El texto se compone de cuarenta capítulo, todos muy breves, buscando la intensidad, manteniendo la atracción y el interés continuado; sin embargo, el último, mucho más extenso, constituye en sí mismo un relato aislado. Podría decirse que la novela hubiera sido posible sin él, manteniendo hasta su culminación la fatigosa duda sobre el necesario final de una persona malévola que sigue destruyendo a su antojo todo lo que la rodea. Pero no. Mir Jordano quiere rematar la faena llevándonos por el más cínicamente tierno de los desenlaces, aunque no por ello menos doloroso, clausurando la vida de Ticia casi con piedad franciscana, en un relato que, por el contrario, bien podría haber sido el origen de la novela y que, en sí mismo, encierra toda una filosofía capital sobre la existencia humana; una enigmática reflexión acerca del poder de la preterida maldad frente a los friables dones de la bondad pregonada.

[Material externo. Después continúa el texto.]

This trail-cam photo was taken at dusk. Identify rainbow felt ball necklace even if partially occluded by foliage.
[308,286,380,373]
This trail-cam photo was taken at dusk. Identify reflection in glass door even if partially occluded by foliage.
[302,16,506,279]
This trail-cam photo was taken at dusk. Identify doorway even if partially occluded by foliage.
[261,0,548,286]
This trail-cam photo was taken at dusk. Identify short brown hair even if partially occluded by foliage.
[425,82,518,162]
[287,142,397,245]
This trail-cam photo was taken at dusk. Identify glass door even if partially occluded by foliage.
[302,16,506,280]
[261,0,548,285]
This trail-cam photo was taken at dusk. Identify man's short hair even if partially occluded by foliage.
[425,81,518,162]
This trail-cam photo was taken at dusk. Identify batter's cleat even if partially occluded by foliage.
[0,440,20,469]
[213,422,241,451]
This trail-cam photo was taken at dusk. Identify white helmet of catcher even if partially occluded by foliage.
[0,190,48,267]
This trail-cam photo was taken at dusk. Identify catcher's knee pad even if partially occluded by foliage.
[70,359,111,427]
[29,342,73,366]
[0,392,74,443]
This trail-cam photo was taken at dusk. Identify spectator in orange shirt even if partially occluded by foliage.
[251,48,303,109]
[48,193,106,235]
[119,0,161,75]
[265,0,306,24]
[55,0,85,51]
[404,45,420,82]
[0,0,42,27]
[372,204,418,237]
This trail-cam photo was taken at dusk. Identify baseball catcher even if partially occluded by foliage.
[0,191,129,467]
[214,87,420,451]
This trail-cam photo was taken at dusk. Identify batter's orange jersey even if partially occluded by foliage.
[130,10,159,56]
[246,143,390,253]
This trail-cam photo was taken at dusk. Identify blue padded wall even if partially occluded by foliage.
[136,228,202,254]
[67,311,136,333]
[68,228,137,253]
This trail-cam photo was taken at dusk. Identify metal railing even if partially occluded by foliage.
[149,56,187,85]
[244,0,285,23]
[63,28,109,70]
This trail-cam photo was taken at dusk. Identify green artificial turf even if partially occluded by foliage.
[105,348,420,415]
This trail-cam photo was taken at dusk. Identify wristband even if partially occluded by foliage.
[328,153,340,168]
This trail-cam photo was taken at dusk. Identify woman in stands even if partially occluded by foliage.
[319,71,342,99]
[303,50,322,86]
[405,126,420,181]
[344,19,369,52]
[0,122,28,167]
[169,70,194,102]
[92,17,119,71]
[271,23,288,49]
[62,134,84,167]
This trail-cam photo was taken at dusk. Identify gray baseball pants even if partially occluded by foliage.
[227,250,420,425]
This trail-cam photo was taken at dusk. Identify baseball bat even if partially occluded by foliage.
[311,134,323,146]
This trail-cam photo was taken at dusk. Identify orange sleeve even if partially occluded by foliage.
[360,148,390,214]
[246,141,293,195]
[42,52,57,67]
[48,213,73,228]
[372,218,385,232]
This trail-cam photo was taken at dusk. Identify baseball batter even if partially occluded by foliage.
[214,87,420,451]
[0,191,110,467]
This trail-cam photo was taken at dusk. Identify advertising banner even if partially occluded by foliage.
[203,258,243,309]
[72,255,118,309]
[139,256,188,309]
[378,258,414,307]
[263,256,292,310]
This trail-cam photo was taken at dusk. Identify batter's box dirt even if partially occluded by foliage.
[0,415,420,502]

Pero Mir no es un escritor moralista ni tampoco le preocupa no serlo. Como abogado y escritor al mismo tiempo, su palabra sentenciosa no deja término a duda: «Hace ya mucho tiempo que decidí no enjuiciar las leyes. Me aplico a entenderlas y a utilizarlas en beneficio de mis clientes...» (p. 165). Por contra analiza el mundo con un claro sesgo de ironía más que de humor, aunque tampoco falta esta atmósfera etérea que se adensa en algunos episodios como cuando se narra el deseo inflexible de legar su herencia a los perros, hasta seis, todos con el mismo nombre de Luzbel, muy ajustado a la personalidad de la dueña, afán que no consigue porque son terminantes las razones del abogado que explica con coherencia profesional -como no podía ser de otro modo- las razones de su argumentación: «Nadie pone en duda que los animales no pueden ser sujeto de derechos, y es así en todos los ordenamientos jurídicos. Si no pueden ser sujetos de derechos, no pueden tener, no lo tienen, el derecho a heredar, ni por ley ni por testamento» (p. 165).

Aunque no pueda hablarse de relato comprometido tal como pudiera interpretarlo Sartre, lo cierto es que las cosas son simplemente como son, ni más ni menos profundas. Será el sujeto el que imponga su criterio desde el más cotidiano realismo hasta la simbología más abstrusa porque el autor, con sentido ético, renuncia a introducir en el discurso consideraciones personales para que sea el lector quien interprete con más o menos acierto la moralidad de lo escrito. Pero tampoco es un mero divertimento porque, bajo la fórmula bestselleriana de la novela que liga misterio y sexo, se esconden emociones fieramente humanas, seres capaces de conturbar y conmover, una radiografía del imaginario colectivo que nuestro mundo construye advirtiéndonos de que puede conducirnos a la destrucción.

‘Señora con perro’. Autor: Rafael Mir Jordano. Editorial: Hipocampo.